I know you've already accepted another answer. But I still think that you are going to create quite a nightmare for yourself. Eventually, a client is going to fail to come back and release those permits and you'll begin to wonder why the "writer" never writes.

If I were doing it, I would do it like this:

Client issues a request to start a transaction
The initial request creates a task (Runnable/Callable) and places it in an Executor for execution
The initial request also registers that task in a Map by transaction id

Client issues the second request to close the transaction
The close request finds the task by transaction id in a map
The close request calls a method on the task to indicate that it should close (probably a signal on a Condition or if data needs to be passed, placing an object in a BlockingQueue)

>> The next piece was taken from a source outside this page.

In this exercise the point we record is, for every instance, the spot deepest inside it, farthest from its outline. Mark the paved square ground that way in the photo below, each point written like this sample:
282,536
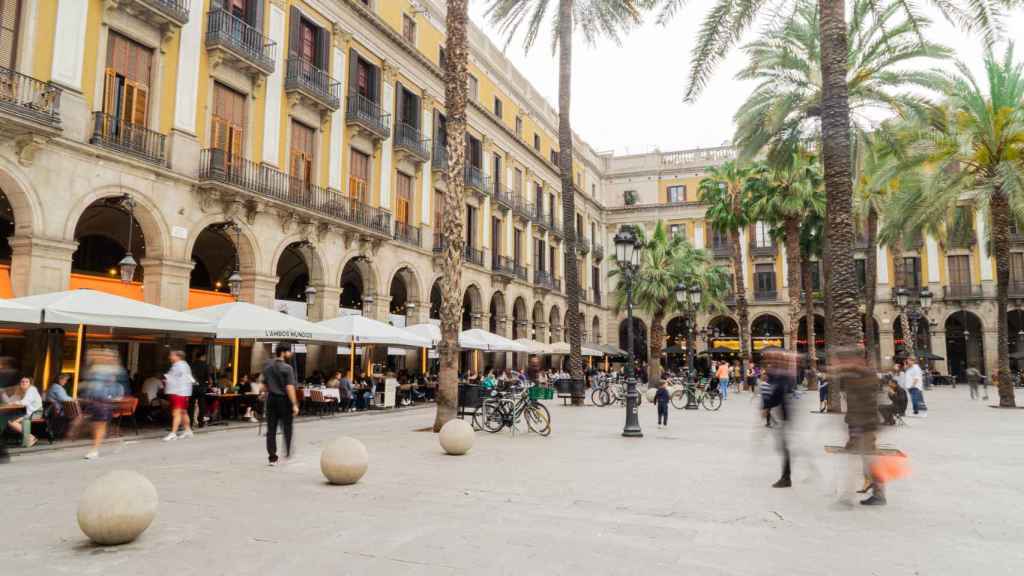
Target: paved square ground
694,498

Now, the transaction task would have code like this:

public void run() {
    readWriteLock.readLock().lock();
    try {
        //do stuff for initializing this transaction
        if (condition.await(someDurationAsLong, someTimeUnit)( {
            //do the rest of the transaction stuff
        } else {
            //do some other stuff to back out the transaction
        }
    } finally {
        readWriteLock.readLock.unlock();
    }
}
于 2012-05-23T21:14:49.423 回答
1

Not entirely sure what you need, esp. why it should be a read write lock, but if you have task that need to be handled by many threads, and you don't want it to be processesd/accessed concurrently, I'd use actually a ConcurrentMap ( etc.).

You can remove the task from the map or substitute it with a special "lock object" to indicate it's locked. You could return the task with an updated state to the map to let another thread take over, or alternatively you can pass the task directly to the next thread and let it return the task to the map instead.

于 2012-05-22T23:53:33.240 回答
1

They seem to have dropped the ball on this one by deprecating com.sun.corba.se.impl.orbutil.concurrent.Mutex;

I mean who in his right mind thinks that we won't need non-reentrant locks. Here we are, wasting our times arguing over the definition of reentrant (can slighty change in meaning per framework btw). Yes I want to tryLock on the same thread is that such a bad thing? it won't deadlock because ill else out of it. A non-reentrant lock that locks in the same thread can be very usefull to prevent errors on GUI apps where the user presses on the same button rapidly and repeatedly. Been there, done that, QT was right...again.